The Role
- Automate for insight and scale: Build systems that make troubleshooting fast, safe, and scalable across thousands of Neo4j instances. From internal tools that surface clear insights to canaries that support safe rollouts, you’ll focus on automation that elevates reliability engineering.
- Treat operations as a software problem: Replace tribal knowledge and ad-hoc scripts with tools and systems that codify best practices—making operations predictable, scalable, and repeatable.
- Design for resilience, learn from failure: Own and evolve the tooling and processes behind incident response. From clear alerts to blameless reviews, you’ll help ensure teams respond with confidence and learn with clarity.
- Champion reliability as a product feature: Help teams define and act on SLIs and SLOs, turning reliability into a shared, data-driven priority across engineering.
- Create signals, not noise: Shape an observability stack that tells us what matters, when it matters—so we can detect issues early and resolve them quickly.
Qualifications
- Writing backend tools and automation in Go—the primary language—with an emphasis on sound architecture, testing, and maintainability. Strong software skills in other languages, like Python, are also welcome.
- Applying SRE practices in real-world environments: defining SLIs and SLOs, reducing toil through automation, and driving reliability through engineering.
- Collaborating with other teams to promote SRE thinking—educating on principles like observability, ownership, and service level objectives.
- Troubleshooting large-scale, cloud-based systems with confidence and curiosity.
- Monitoring distributed systems and understanding their performance characteristics.
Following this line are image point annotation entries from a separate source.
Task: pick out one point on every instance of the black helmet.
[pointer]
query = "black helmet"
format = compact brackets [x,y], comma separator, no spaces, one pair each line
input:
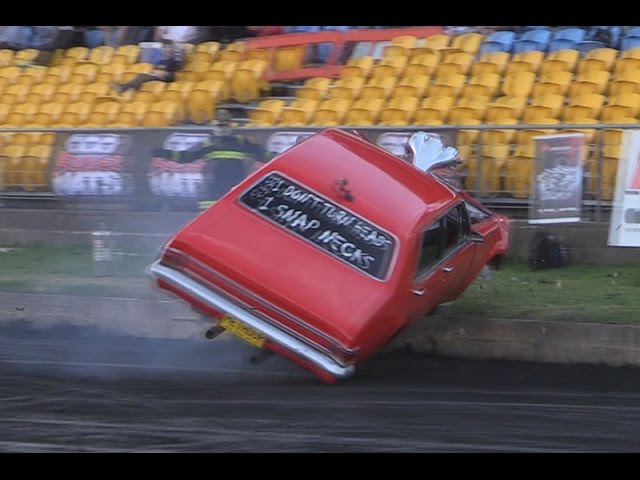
[222,123]
[223,117]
- Designing systems with reliability, safety, and debugability as first-class concerns.
- Working with observability tools like OTel Collector, Prometheus, Grafana, and Google Cloud’s operations suite.
- Deploying and managing applications on Kubernetes; cluster-level administration is a plus.
- Managing infrastructure with Kustomize and Terraform—keeping it clear, modular, and easy to evolve.
- Building and maintaining CI/CD workflows—ours run on GitHub Actions.
- Participating in on-call rotations and incident response with a focus on improvement, not blame.
- Writing and contributing to postmortems that lead to meaningful, lasting changes.